Speaking of leaky roofs, ask me about mold and how much that costs to deal with and what a pain in the keister it is. Ask me about stays in hotels while the work is going on. Ask me about potential health risks. Ask me about lawsuits from condo owners who blame the board for not maintaining their buildings up to standards - never mind that it was these very same owners who fought the board every step of the way over assessment increases. And ask me about getting dumped by the community's insurer afterwards and how much insurance premiums are rising.

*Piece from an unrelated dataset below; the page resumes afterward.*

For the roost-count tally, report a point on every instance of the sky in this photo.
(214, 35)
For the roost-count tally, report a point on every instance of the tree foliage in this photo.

Deal with the roofs, it's cheaper. If I were on the board and we'd been working with a reliable roofing company for years, I may want to talk to them to see if they could finance roof replacement over a few years. It may be less costly than a bank loan, but I'd want to think about possibly misaligned incentives before going this route.

JohnC46 (South Carolina)
Posts: 14,265
Posted:
Peggy

As you can see answers are all over. You have to poor over your docs to see which answer applicable to your association. Remember a Special Assessment and and a dues increase are two different issues. In my association owners must vote on any Special Assessment (such as $2k per year) per unit but our BOD could raise the dues ($166 per month, $2k per year) per unit without owner approval.